Linino-Enabled Arduino Yun Shrinks In Size and Cost
DeviceGuru writes: Arduino announced a smaller, cheaper Arduino Yun Mini version of the Arduino Yun SBC at the Bay Area Maker Faire [Friday]. The $60 Arduino Yun Mini SBC sacrifices a number of interfaces in order to reduce size, and gives the OpenWRT Linux based Linino distribution, which is also used by the original Yun, more control over the board's functions. Arduino also announced a new community web portal called my.arduino.org, plus an open source Arduino IDE-alpha development system that is entirely based on JavaScript, which will be available there by the end of the month.
A Nerd story today!
Whatever happened to the Arduino vs Arduino suit?
What makes hardware is great software support. I would hate to wind up with a piece of hardware that can only run a small fraction of the Arduino software.
Also, along those lines, is OpenWRT a friendly enough distribution to make the user experience as easy as it is with the old Arduino?
Bad form Slashdot. The Yun Mini is not official Arduino. Arduino.org is hosted by the PCB manufacturer that is trying to hijack the Arduino brand. The official Arduino site has always been Arduino.cc, and there is no Yun Mini there.
Arduino SRL, formerly Smart Products, was created by one of the five original creators of Arduino. For years they produced hardware and paid royalties to Arduino.cc, helping to keep the project alive. Yet at the same time they sneakily registered the Arduino trademark in Italy without the knowledge or permission of the other co-creators. Suddenly, now that Arduino is successful and widely used, they rebranded themselves as Arduino SRL, registered the Arduino.org domain, and are promoting themselves as the creators of Arduino. They also stopped paying any royalties to Arduino.cc and have ceased supporting that project altogether.
Why is Slashdot promoting this company trying to falsely cash in on the Arduino name? I know I won't be giving them a cent. Go to the original project instead: Arduino.cc
An Arduino Supercluster would be awesome!
I had never heard of Linino before, so I did a quick look. The github is maintained by Dog Hunter. Both the doghunter.org and the linino.org domains are registered to Dog Hunter, with Frederico Musto listed as its CEO. The same Mr Musto who also happens to be the CEO for Arduino SRL. I wonder if Linino was thrown together because Arduino SRL cannot legally use Arduino.cc code.

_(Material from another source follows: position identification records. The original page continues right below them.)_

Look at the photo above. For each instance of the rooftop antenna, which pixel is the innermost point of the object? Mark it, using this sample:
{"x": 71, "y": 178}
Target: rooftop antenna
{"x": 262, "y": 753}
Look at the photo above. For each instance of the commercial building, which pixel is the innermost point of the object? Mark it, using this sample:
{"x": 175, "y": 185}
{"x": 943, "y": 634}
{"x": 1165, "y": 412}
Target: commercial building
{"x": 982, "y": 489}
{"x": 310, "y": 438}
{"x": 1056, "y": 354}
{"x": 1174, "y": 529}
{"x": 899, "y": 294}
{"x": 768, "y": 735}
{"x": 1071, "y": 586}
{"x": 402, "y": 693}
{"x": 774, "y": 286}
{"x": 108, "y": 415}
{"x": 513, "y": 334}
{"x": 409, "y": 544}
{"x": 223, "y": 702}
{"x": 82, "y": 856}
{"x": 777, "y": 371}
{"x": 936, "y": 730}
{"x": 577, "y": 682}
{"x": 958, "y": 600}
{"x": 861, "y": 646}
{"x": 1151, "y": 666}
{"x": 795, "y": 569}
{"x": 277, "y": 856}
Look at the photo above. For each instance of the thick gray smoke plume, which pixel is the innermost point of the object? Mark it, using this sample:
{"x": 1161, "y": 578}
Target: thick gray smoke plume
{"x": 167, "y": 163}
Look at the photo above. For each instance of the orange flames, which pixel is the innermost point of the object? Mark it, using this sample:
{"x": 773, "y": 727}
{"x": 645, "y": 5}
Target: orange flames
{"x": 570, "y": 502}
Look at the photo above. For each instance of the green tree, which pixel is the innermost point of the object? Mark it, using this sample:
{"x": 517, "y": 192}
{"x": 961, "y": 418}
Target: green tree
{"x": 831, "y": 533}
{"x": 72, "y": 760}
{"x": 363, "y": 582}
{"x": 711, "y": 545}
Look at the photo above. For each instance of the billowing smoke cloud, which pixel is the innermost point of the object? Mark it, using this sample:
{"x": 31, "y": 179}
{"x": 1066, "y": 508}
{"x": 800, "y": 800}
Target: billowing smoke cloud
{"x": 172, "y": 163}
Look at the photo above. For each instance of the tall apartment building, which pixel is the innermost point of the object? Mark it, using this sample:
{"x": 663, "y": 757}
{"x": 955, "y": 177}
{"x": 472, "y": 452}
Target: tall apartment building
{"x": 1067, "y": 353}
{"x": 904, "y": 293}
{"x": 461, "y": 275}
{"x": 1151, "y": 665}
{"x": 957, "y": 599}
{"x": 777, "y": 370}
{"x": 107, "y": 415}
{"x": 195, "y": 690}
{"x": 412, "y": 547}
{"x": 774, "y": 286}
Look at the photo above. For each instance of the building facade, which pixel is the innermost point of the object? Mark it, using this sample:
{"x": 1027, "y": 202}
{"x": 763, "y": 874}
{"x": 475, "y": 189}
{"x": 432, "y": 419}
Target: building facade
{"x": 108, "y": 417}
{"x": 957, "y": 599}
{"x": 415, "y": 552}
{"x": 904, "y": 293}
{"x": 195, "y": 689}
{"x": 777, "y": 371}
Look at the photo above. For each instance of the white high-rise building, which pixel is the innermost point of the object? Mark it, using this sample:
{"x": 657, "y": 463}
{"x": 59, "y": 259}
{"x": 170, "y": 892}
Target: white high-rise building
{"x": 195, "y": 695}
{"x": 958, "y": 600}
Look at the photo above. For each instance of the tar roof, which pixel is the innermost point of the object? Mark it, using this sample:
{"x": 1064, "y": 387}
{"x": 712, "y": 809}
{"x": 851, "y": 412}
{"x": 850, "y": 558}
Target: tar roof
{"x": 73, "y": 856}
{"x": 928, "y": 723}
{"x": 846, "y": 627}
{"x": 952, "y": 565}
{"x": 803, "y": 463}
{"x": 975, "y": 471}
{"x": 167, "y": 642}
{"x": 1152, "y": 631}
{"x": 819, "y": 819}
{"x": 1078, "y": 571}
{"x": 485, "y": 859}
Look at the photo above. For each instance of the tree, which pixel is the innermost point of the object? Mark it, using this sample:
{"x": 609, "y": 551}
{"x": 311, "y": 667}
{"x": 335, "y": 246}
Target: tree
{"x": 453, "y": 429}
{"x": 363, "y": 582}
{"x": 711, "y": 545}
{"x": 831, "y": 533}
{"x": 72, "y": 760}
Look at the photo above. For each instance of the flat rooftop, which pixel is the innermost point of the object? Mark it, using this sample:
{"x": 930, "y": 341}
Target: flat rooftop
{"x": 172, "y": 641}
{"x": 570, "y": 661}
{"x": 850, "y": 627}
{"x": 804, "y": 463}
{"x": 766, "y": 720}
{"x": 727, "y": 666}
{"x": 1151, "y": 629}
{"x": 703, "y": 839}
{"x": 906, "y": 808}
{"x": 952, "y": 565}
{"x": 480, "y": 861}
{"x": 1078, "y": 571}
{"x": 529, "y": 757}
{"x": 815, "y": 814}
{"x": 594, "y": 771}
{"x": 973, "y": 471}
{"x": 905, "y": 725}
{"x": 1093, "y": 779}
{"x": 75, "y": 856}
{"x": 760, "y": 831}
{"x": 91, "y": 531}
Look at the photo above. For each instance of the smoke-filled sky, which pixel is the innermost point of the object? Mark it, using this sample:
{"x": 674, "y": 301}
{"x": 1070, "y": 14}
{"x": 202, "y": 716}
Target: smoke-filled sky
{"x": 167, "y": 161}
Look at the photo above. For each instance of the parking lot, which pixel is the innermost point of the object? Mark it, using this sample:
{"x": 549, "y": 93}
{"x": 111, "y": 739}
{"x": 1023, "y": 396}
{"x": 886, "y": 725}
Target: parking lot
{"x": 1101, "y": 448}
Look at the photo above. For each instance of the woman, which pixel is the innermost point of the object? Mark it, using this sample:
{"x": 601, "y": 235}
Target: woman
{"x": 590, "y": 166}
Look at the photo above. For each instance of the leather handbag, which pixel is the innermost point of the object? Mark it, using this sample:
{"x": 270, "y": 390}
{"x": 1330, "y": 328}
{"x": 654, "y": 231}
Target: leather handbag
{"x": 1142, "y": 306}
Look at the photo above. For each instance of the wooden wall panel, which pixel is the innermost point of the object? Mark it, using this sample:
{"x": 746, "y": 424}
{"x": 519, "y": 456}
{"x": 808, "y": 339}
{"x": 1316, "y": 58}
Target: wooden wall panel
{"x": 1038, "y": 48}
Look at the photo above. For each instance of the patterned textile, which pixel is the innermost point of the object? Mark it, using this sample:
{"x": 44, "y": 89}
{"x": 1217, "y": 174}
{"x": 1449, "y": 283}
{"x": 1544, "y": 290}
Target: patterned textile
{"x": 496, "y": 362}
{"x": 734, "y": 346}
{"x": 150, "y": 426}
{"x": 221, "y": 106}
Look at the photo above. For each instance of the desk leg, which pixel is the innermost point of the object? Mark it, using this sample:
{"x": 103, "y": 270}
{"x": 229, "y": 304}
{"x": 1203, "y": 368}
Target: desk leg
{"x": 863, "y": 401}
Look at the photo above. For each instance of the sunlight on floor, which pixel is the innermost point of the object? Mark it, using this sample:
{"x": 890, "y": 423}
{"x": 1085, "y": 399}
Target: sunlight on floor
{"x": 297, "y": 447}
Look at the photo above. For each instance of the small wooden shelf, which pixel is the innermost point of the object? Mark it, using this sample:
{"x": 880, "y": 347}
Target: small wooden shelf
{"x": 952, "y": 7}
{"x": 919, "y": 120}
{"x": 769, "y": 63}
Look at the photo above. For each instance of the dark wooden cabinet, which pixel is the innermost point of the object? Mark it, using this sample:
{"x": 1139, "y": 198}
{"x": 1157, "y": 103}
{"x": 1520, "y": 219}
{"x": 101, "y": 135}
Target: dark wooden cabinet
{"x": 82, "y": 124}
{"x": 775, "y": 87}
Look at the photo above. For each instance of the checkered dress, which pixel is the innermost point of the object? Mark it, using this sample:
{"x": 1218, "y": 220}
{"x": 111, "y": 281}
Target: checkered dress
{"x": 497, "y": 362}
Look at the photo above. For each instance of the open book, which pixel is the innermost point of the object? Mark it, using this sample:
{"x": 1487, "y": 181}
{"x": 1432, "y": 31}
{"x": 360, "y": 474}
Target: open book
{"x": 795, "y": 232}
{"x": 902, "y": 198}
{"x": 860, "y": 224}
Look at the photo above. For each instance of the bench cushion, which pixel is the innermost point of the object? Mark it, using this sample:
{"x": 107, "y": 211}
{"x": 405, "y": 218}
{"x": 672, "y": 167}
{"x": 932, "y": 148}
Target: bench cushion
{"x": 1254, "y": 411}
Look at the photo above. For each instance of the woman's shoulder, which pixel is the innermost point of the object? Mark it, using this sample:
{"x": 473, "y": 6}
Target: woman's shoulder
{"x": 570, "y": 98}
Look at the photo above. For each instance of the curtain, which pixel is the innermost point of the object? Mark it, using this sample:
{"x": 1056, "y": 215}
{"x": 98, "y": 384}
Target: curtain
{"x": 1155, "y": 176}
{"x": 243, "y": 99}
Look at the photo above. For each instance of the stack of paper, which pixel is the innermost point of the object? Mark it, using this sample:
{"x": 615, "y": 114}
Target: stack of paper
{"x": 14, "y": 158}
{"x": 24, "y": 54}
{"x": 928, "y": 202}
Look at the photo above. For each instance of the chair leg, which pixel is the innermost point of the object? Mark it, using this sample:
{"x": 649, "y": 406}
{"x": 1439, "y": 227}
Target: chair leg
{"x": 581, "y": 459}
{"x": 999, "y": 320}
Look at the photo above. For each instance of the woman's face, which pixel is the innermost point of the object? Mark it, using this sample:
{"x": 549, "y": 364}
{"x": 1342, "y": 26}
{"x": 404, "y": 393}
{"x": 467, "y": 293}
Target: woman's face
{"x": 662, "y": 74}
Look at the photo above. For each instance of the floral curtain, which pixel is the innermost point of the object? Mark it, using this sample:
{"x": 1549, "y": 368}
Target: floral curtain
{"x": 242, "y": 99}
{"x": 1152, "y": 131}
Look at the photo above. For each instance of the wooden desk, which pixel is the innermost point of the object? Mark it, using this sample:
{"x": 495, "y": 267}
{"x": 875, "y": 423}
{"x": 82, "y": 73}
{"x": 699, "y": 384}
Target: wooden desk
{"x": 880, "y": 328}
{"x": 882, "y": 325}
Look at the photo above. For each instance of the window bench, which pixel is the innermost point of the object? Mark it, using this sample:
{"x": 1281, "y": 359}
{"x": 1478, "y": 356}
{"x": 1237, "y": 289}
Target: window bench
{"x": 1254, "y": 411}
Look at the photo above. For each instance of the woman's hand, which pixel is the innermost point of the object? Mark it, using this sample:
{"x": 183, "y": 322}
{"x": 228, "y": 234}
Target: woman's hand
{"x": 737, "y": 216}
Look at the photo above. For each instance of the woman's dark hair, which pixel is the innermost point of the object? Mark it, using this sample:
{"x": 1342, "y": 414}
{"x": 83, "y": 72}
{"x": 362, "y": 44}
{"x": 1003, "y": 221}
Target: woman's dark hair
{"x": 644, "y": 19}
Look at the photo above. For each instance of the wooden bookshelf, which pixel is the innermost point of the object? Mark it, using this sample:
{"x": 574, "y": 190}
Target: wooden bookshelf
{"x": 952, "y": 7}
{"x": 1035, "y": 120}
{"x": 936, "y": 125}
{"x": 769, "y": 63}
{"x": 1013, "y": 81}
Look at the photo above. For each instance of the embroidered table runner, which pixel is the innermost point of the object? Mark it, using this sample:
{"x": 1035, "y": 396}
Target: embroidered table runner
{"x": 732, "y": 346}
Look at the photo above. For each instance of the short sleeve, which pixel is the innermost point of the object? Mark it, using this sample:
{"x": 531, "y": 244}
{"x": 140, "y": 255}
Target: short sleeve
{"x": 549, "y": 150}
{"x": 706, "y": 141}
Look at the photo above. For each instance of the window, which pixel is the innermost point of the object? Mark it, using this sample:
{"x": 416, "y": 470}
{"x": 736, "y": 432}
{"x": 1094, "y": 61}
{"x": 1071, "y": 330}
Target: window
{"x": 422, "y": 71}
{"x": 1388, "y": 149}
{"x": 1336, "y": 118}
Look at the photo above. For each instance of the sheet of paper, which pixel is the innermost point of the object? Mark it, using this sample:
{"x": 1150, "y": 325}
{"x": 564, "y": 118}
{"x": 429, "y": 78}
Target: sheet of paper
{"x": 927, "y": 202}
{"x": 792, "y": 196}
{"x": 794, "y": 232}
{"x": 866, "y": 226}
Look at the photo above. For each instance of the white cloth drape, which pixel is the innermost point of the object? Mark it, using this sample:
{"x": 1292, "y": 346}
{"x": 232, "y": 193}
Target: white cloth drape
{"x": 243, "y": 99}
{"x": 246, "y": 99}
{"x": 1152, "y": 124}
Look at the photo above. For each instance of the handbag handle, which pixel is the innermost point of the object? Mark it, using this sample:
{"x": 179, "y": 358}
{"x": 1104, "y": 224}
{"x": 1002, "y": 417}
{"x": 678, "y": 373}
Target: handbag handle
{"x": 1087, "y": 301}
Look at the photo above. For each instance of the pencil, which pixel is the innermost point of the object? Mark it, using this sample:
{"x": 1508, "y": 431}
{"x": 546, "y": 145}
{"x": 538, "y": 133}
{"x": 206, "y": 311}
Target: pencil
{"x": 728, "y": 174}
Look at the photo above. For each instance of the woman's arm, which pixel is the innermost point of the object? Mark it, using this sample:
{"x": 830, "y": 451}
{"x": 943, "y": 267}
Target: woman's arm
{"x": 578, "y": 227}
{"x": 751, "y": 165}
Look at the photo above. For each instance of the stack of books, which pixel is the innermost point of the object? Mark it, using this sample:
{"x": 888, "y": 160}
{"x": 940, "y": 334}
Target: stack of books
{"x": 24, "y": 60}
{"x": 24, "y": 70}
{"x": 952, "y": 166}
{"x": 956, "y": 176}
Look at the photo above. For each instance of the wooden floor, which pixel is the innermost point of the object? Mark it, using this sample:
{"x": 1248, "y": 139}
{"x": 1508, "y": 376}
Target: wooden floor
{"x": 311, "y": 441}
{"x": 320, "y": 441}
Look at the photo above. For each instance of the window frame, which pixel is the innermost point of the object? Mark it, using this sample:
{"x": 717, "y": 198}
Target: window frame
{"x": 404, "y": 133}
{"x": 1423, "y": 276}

Someone feel free to correct me if I am wrong....
I say that because I've been so busy with other crap that I haven't had time to build anything remotely interesting. So I've become an Arduino collector. :(
How the hell is 60$USD cheaper than a regular Arduino?
And now, I'll go read TFA...
Okay, WTF is an Arduino "Yún"? This is the first time I heard about it and there's already a "mini" version. Great job at advertising your products, Arduino. NOT.
Get free satoshi (Bitcoin) and Dogecoins
The $50 price tag really hurts: the Domino Qi Mini has the same characteristics, but only costs $37, including a shield form-factor baseboard with 1x Ethernet, 1x USB-A, 1x MicroSD Card slot and 2x USB on PC front-panel compatible header: https://www.kickstarter.com/pr... The Domino Qi Mini alone will soon be proposed at $32: http://domino.io/product/domin...
they solder an atmel chip on a board, pick an arbitrary pinout, borrow other people's software, and pretend that they "own" some sort of "secret sauce"
then they make a special web page where they cry and whinge about having to "compete" and they impugn competing products and infer that they are "inferior"
in the end their biggest legacy will be the matching ferraris in their lawyer's driveway
Finally... they got rid of the ridiculously awful Arduino pin spacing/alignment the old ones had and have switched to pin blocking. Thank god for that.
Tiny little board with fairly weak Linux cpu and ram (400 mhz Mips cpu, 64mb ram, compared to much more with a raspberry pi model A+) sounds great: a lower powered, smaller board good for wearables. With wifi even. But it turns out that it needs an amp of 5 volt power that it regulates down to 3.3v ~ 500 mA on board. Much better would have been make it runnable directly on a lipo cell at 200 mA or less, even if that means slowing down the mips cpu to 100 mhz or whatever. It's still plenty fast for most things one wants to do with a small wearable board, including public key cryptography etc.